オピニオン/保健指導あれこれ
ケアのちから

No.2 医療と介護の事前指示を考える

ノンフィクション・ライター
中澤 まゆみ

 最近、私の講座でも「医療と介護の事前指示」について取り上げることが多くなりました。私が事前指示書=リビング・ウィルに関心をもったのは、医師の日野原重明さん、生命倫理学者の木村利人さん、死生学者のアルフォンス・デーケンさんのお三方による「いのちを語る」(集英社)という本の、編集とまとめを手がけたのがきっかけでした。

 生前遺言である「リビング・ウィル」の存在を"自分事"と感じたのは、意識不明に陥ったまま終末期を迎えたり、認知症で意思の疎通ができなくなったとき、誰が代わって治療や延命、さらに延命拒否の決定を下すのか、という問題が私にはあるからです。家族がいれば「母はこう望んでいました」「姉は延命をしたくないと言っていました」と、本人に代わって医師に希望を告げてくれることもあるでしょうが、ひとりっ子でおひとりさまの私の場合は、代わって決定をしてくれる人はいません。

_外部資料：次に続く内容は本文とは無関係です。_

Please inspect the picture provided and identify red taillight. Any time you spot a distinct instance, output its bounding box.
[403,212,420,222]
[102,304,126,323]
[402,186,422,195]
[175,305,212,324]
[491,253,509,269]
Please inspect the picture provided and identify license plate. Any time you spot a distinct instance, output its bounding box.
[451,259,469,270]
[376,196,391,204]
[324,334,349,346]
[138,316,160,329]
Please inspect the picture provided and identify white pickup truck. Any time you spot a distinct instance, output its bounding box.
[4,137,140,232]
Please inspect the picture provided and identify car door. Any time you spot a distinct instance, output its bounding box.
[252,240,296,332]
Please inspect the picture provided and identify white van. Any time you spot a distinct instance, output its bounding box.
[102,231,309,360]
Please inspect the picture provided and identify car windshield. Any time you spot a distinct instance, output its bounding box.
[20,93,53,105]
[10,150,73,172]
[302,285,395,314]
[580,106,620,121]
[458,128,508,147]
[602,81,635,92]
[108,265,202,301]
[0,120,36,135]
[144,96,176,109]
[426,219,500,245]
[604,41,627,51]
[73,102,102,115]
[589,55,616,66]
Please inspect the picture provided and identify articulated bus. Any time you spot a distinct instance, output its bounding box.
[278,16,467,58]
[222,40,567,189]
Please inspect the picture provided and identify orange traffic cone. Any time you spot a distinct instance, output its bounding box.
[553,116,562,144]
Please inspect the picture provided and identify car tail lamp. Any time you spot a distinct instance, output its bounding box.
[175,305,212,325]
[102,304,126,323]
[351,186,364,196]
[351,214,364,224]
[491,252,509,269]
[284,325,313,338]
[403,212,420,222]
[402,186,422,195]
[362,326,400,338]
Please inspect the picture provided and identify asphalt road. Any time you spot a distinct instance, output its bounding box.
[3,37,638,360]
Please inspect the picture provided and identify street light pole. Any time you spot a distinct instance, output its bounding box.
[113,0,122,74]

 「いのちを語る」が出版されたのは2009年です。その少し前までは日本尊厳死協会の会員になって「尊厳死の宣言書」にサインするか、「主治医への要望書」を公正証書で作成しておき、家族や託された人が医師に手渡す、という方法しかありませんでした。

 ところが日野原先生にお聞きすると、聖路加国際病院ではすでに症状の重い入院患者を対象に事前指示の希望を受けつけている、というお話です。調べてみると愛知県の国立長寿医療センターをはじめ、患者の意思確認を行っている病院がいくつか見つかり、先進的な医師会や市民グループも動き始めていました。

 とはいえ、本人が受けたい治療や受けたくない治療について記す「事前指示書」や「リビング・ウィル」が、ふつうの人に関心をもたれるようになったのは、ごく最近のことです。その背景には"平穏死"のブームや"終末期医療"への関心の高まりがあります。厚生労働省が今年3月に行った「人生の最終段階における医療に関する意識調査」でも、あらかじめ「事前指示書」をつくっておくことに賛成する人は7割にのぼるようになりました。

 しかし、この調査でつくることに賛成はしていても、実際に「つくっている」と答えた人はわずか1割です。「書かなくっちゃ」と思いつつ、ついつい延び延びになっている・・・という人が多いのだと思います。それともうひとつ、「今、書いておいても、いざとなると気持ちが変わるかもしれない」という気持ちの揺れもあるようです。

 確かに、そのときは「こうしたい」と思っていても、本人や家族の気持ちは揺らぎます。本当に終末期なのか、回復の可能性があるのか、というのは判断がつきにくい場合がありますし、緊急時に医師から「人工呼吸器をつければ助かる率は50%あります」などと説得されると、本人が「延命はいらない」と希望していたとしても、家族がつい「お願いします」と言ってしまうかもしれません。

 あるいは家族が「これは延命だ」と思っていても、病院の医師から「これは救命です」と言われ、それを受け入れてしまうこともあるでしょう。「救命」と「延命」の境目に線を引くのはそもそもむずかしいし、医師と家族のとらえる意味もちがうからです。